Here are the “top 10” takeaways from Teneo’s excellent annual survey of sustainability reports:

01: The acronym “ESG” is down but certainly not out. The most common key word in 2024 report titles was “Sustainability” (39%), overtaking last year’s leader “ESG” (24%, down from 35% in 2023). However, the “ESG” acronym appeared 62 times within 2024 Sustainability Reports on average, and most companies that dropped “ESG” from their 2024 report title used it within their 2024 report.

02: Sustainability reports are getting longer, not shorter. The length of 2024 Sustainability Reports increased for the third year in a row, averaging 83 pages (up 20% from an average of 70 pages in 2021). There was a broad range of page lengths in 2024 Sustainability Reports, with the shortest being 15 pages and the longest being 211 pages.

03: More companies are now living in a double material world. Almost 80% of companies conducted a materiality assessment – about the same percentage as last year. However, the number of companies that have completed (or were in the process of completing) “double” materiality assessments tripled from 9% in 2023 to 27% in 2024.

04: CEOs are increasingly accountable for ESG strategies. CEOs were noted as ultimately responsible for company ESG strategies 32% of the time – almost double the amount in 2023 (18%). Like last year, CEOs signed a supermajority of 2024 Sustainability Report cover letters with other executives (e.g., Chief Sustainability Officers) also signing cover letters about a quarter of the time.

05: [DE]I will survive. Despite current challenges to these efforts, 94% of companies continued to use the term “DEI” in some form within their ESG reports, a very modest decrease from last year.
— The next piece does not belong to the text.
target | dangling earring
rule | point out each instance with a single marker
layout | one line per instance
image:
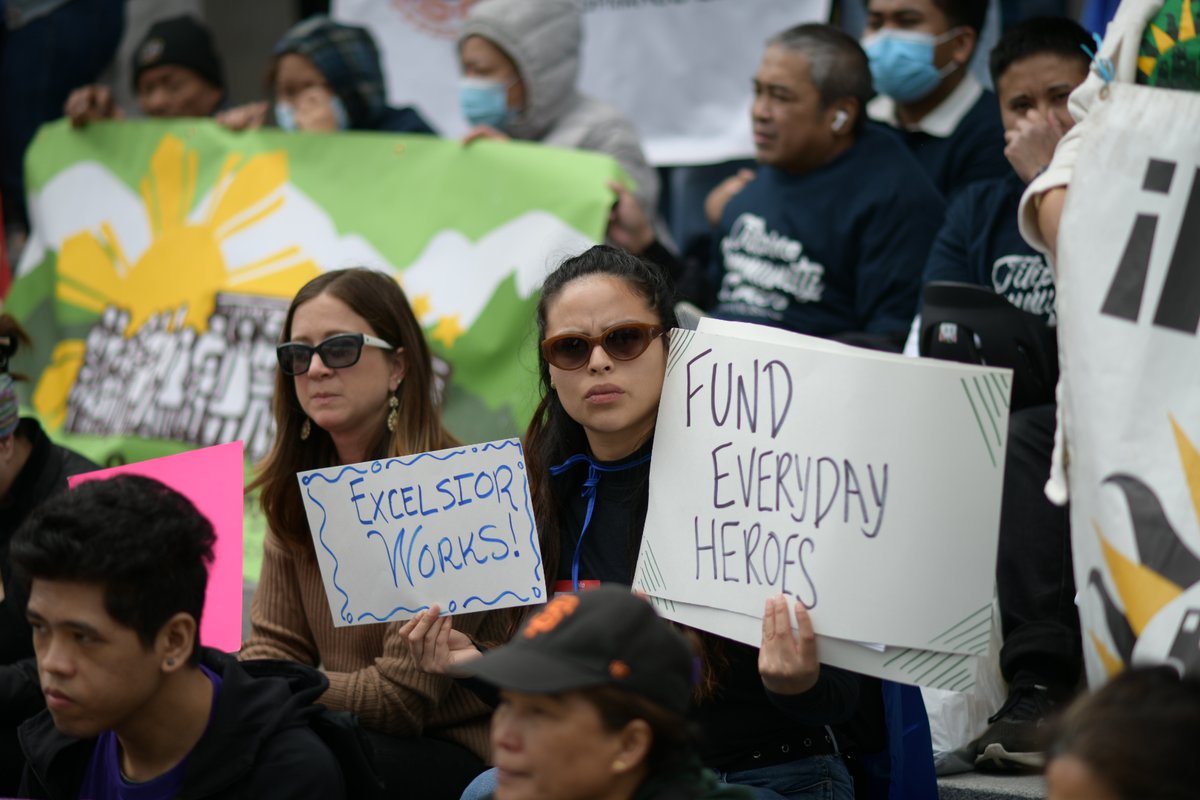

Among those that adjusted their disclosure practices, most opted to restructure their sections to focus more broadly on themes of belonging and inclusion, rather than removing the DEI section entirely.

06: Sustainability reports are being issued with less pomp but with more circumstance. The number of companies issuing press releases with 2024 Sustainability Reports was down significantly (49%) from when we first started tracking this in 2021 (75%). However, ESG microsites are ubiquitous, providing stakeholders with a variety of opportunities to interact with a company’s ESG initiatives.

07: The EU CSRD and IFRS disclosure frameworks begin to surface. Mentions of the EU CSRD disclosure framework increased from 0% in 2023 to 13% in 2024, while 5% of companies mentioned the IFRS. SASB and TCFD sustainability disclosure frameworks continue to dominate with approximately 90% prevalence, with the GRI (73%) and UN SDGs (64%) also continuing to be widespread.

08: External assurance increasingly includes “Social” data points. The percentage of companies obtaining external assurance of at least one ESG data point held steady at 62%. However, more companies added social data points when getting environmental data assured 32% of the time in 2024, up from 22% in 2023.

09: Company ESG goals are in a transition phase. Fewer companies provided an ESG goals progress section in 2024 (36%) than in 2023 (46%). Accordingly, the number of companies signaling that at least one ESG goal was “off-track” dropped from 22% in 2023 to 8% in 2024.

10: Responsible AI enters the ESG chat. Approximately 21% of companies notes its responsible use of AI within its 2024 Sustainability Report. While this is the first time we have tracked this data point, we expect this trend to significantly grow in the coming years.